Ostrander also watches metrics like expense and sales ratios and measures them against other dealers and industry standards. He gathers those standards from a dealer networking group he belongs to, which is implemented through Spader Business Management.

“As we make changes, I find myself looking back at the ratios to see if we add 3 more people and if we add this amount of sales, do we still maintain our personnel ratio?” Ostrander says.

Know Your Customers

A&M’s success is also tied to the fact that they have adapted to what rural lifestylers need and how they buy. For instance, McCready says knowing a customer’s monthly budget helps them make a sale — and helps them offer the best long-term solution for their property.

“That has been a transition in our business. We’re not used to talking that way. We’re having to retrain ourselves to think about payments and find a solution instead of just saying the price of a tractor,” McCready says. He adds that sometimes they can sell attachments and service packages and increase the monthly payment by only a small amount.

Selling service at the time of sale meets another need for rural lifestylers. “Some might look at that as salesmanship, but ultimately rural lifestylers want convenience. They want the machine to work when they get home,” Ostrander says. “We have a high rate of return business once they buy that maintenance package. People expect more these days and I don’t think that’s going to slow down. We have to adapt our business to meet their expectations.”

Keep Solution, Budget in Mind

Jamie Trinchitella and Alan Foy are A&M Green Power Group’s turf sales team. They both come from a turf sales and service background — neither has ever sold farm equipment. It’s that focused experience and approach that makes them successful. Here’s what they say is important when selling to rural lifestylers.

“What has worked for me, because it works for the end user, is to be a provider of solutions. They come in and don’t have a great idea of what they need. They may have an uncle or a neighbor tell them you need one of these. In a lot of cases, that’s not really what they need. Listen, ask the questions, open your ears and find the solution for whatever their problem is,” says Trinchitella.
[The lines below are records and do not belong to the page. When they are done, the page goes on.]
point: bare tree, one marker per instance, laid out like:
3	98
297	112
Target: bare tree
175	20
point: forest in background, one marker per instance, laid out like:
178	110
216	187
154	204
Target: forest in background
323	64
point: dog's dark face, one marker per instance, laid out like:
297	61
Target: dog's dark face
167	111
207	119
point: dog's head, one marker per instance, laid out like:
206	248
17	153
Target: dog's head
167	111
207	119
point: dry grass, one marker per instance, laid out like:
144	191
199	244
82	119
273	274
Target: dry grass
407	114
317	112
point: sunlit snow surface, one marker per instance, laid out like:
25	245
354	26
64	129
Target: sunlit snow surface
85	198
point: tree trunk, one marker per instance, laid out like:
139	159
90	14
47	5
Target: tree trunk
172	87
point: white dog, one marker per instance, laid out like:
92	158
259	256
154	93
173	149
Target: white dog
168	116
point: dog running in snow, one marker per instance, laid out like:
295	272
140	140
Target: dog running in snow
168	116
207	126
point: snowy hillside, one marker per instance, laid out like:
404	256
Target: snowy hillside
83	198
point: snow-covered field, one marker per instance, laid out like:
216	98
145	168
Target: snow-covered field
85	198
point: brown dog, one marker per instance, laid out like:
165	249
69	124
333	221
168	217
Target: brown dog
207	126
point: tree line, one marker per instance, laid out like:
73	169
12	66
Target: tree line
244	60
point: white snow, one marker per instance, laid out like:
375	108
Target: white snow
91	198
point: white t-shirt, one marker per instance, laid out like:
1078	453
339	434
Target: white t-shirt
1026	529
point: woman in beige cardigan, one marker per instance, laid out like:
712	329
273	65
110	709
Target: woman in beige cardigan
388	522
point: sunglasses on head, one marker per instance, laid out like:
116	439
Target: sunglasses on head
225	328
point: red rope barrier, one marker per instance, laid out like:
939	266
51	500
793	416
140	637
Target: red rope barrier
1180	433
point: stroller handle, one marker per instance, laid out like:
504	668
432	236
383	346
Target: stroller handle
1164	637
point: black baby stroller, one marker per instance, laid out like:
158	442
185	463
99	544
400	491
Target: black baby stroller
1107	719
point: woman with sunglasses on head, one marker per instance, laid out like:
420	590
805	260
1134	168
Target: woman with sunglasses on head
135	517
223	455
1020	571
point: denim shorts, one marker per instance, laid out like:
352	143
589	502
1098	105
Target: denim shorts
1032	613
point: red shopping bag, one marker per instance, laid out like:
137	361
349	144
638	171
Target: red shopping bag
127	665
“In a lot of cases, they don’t mind if it’s green or another color. In most cases, they don’t care if it has 12 gallons per minute on the hydraulic flow or 11 and wouldn’t understand the difference anyway. Get away from industry terminology and bring it back to simply solving a problem.”

Part of solving that problem includes understanding their equipment budget, Foy says.

“It’s not just our business, but commerce wide. People are really aware of their budgets, more aware than ever before. The fact that we can finance over 5 or 6 years really helps our ability to sell. They can budget and buy more of what they need. They can buy a complete package, rather than just buy a start-up now and add to it later,” says Foy.

Foy says he keeps these practices in mind when selling: “Be polite. Talk to both members of a couple. Be honest and if you don’t know something, say ‘I don’t know’ and then follow up and find out. Stay in contact throughout the sales process and after.”

Trinchitella says to do this: “Keep your mouth closed and your ears open.”